I had a most enjoyable four hours out, despite the ailment playing up. And I appreciated BJ making it possible. The pains would have been around if I had not gone out, so I made the right decision in going I think.
Then, somehow, I stayed awake to update this blog to here and then sorted the meal out, too tired to do anything other.
What an absolute Eizel!
I’d not put the heat on under the potatoes!
So, threw them away and got some chips in the oven to replace them.
Set the new timer and went on Facebook to catch up.
The alarm ringeth.
Went to take the chips out and add them to the plate that has been laid out with the other ingredients for an hour now, getting all dry!
Argh! I’d not switched the oven on! – A nahr bleibt a nahr!
Turned the oven on, set the timer again and updated this blog a bit more.
If I muck about any more, it’ll be time to get up, never mind get my head down!
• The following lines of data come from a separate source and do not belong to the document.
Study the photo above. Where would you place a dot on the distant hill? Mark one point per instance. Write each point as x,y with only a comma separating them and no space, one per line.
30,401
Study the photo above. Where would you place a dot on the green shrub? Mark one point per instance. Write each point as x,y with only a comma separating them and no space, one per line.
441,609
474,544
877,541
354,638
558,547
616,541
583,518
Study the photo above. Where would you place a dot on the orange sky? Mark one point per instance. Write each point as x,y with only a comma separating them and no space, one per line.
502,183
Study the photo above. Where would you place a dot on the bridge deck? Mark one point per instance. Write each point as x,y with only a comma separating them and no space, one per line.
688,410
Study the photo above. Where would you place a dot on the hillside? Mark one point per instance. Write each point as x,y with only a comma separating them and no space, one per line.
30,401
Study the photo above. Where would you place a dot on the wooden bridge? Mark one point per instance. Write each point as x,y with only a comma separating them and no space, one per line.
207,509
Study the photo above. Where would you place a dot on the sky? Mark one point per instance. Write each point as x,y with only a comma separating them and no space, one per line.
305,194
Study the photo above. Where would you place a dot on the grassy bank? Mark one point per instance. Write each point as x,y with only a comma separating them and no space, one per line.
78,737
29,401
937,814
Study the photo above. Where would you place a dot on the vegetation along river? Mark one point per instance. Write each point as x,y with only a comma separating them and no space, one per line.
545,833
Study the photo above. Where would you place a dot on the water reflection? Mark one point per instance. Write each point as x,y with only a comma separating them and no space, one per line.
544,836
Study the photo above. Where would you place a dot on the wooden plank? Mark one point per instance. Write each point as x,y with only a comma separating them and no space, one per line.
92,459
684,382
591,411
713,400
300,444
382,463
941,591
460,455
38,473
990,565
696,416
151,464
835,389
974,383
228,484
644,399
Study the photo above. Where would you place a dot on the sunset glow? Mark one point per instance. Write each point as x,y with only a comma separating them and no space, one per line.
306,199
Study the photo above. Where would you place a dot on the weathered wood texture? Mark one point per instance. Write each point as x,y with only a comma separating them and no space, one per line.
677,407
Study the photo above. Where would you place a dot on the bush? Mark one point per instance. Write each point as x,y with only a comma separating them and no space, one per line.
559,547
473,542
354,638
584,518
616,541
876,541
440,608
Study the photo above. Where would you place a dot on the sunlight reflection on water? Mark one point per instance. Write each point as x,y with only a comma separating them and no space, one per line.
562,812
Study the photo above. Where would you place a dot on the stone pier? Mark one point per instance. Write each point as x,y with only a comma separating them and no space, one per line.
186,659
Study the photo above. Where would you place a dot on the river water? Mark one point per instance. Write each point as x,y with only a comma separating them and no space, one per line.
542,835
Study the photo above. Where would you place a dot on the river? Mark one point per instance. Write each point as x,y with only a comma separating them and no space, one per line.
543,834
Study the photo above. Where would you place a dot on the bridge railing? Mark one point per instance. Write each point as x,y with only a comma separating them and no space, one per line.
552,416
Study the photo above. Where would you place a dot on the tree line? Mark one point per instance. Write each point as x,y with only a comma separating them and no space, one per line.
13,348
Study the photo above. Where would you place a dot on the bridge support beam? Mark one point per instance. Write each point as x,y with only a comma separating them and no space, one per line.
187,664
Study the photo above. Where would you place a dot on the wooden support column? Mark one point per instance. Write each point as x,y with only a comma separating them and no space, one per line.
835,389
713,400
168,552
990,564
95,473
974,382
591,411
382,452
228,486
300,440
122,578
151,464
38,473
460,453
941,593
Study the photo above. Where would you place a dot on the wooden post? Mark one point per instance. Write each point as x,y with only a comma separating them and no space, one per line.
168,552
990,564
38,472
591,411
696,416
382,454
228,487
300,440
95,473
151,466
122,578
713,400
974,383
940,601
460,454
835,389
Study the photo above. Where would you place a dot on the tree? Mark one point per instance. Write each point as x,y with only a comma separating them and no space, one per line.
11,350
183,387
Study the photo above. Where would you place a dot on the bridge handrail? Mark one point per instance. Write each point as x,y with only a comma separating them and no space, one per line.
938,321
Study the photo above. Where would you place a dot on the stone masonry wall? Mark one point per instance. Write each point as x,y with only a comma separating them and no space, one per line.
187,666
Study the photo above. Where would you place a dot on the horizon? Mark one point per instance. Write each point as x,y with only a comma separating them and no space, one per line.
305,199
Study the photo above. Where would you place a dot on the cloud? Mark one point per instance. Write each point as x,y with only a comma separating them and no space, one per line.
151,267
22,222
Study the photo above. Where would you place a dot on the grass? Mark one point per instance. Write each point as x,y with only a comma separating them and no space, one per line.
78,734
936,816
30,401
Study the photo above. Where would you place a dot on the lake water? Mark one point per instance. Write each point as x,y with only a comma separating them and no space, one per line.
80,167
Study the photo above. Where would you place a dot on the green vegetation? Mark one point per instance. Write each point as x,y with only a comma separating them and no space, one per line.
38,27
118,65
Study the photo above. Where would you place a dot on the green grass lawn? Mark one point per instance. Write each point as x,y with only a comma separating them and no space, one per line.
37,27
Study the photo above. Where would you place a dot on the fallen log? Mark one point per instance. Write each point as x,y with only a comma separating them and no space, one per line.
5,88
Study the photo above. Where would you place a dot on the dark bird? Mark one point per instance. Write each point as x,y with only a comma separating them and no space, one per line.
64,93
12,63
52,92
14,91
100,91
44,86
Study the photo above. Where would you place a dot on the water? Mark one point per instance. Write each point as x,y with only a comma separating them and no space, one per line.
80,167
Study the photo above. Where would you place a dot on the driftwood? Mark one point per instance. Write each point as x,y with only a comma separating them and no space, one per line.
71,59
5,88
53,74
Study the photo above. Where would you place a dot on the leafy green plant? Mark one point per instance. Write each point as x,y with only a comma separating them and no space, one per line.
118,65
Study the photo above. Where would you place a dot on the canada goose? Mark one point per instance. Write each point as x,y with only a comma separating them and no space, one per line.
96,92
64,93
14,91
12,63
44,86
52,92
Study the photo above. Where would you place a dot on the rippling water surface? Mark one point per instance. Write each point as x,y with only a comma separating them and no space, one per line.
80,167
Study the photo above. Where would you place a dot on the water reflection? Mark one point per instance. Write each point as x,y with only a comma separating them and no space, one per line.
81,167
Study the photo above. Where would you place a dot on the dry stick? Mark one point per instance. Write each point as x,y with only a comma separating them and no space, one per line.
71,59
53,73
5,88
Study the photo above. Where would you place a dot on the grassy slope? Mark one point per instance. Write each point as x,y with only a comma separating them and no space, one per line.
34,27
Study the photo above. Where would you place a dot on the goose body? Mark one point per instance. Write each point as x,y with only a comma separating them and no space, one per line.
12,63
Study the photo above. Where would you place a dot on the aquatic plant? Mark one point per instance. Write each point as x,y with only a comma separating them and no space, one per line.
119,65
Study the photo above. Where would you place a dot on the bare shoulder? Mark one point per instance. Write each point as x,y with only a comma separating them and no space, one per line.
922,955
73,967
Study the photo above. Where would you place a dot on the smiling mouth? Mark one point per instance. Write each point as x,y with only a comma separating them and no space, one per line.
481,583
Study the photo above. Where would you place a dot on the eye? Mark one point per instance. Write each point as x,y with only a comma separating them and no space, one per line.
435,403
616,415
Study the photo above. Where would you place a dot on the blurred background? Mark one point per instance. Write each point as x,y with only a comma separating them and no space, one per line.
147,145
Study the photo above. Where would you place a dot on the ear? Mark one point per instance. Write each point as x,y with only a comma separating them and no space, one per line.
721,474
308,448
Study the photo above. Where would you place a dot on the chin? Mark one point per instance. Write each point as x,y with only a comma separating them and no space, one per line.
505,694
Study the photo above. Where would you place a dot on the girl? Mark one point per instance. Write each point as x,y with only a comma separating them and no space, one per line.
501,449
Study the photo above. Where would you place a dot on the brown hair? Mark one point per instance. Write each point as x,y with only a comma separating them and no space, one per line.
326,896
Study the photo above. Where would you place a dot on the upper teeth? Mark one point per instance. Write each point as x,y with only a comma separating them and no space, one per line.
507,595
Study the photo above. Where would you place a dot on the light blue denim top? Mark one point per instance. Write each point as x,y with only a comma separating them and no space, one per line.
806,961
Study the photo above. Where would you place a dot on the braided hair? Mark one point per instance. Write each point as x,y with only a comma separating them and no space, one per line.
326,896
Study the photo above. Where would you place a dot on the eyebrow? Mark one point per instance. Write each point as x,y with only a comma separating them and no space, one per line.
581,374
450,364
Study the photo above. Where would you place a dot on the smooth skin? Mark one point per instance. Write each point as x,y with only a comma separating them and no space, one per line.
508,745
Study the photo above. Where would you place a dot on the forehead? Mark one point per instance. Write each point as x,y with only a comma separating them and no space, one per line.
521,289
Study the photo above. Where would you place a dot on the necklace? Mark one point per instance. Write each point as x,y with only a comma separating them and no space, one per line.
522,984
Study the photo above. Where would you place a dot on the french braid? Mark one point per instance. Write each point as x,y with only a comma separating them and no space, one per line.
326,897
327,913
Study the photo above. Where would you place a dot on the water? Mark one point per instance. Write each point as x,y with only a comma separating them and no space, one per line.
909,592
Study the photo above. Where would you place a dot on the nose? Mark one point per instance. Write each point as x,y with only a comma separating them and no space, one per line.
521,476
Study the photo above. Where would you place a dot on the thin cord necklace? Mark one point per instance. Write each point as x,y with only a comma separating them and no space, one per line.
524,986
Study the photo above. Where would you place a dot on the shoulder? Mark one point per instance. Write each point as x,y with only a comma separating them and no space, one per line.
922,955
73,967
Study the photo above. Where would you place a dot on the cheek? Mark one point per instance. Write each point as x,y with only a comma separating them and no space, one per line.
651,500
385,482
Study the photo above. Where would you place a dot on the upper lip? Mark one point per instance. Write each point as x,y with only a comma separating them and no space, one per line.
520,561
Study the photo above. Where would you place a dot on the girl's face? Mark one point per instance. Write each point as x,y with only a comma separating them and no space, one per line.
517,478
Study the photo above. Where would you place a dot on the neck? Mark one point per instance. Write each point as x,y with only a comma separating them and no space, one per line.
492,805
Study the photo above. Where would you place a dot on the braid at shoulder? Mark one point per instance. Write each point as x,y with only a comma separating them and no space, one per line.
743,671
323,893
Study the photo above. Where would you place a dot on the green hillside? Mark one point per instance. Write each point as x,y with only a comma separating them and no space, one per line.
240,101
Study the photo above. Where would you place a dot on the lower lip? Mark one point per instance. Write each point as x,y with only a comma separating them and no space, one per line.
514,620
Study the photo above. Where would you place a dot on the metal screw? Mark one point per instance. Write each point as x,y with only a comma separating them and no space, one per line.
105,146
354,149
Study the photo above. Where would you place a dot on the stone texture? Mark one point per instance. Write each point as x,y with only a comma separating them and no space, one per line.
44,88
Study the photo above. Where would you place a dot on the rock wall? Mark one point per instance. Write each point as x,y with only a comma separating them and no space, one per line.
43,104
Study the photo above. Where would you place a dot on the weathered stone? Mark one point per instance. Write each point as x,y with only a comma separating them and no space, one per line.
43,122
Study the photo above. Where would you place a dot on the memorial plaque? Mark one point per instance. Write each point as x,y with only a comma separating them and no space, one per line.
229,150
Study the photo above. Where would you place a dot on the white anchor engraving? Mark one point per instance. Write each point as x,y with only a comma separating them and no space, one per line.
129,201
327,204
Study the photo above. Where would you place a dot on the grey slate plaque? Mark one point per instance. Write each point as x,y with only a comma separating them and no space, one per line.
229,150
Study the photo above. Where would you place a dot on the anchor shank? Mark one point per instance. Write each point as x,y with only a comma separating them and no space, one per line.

Will I ever get anything right? – Klotz kasheh, Sorry!
All the excitement of the trip out, Hippy Hilda, Haemorrhoid Harold and the Funny Turn might be to blame… but most likely my inability to survive in life is at fault. Tsk!
Got the nosh done at last!
T’was a right disappointment of a meal, again. I suppose having it so late in the night for me, and feeling so drained didn’t help the tast rating of 4.2/10 that I gave it.
The only things on the plate enjoyable, was the garden peas.
I did the Health Checks and got the washing up done.
Settled in the £300 second-hand recliner and put the TV on while I ate an iced sucker.
Can’t recall anything after this, but I must have nodded-off, cause I woke up in the morning. Hehe!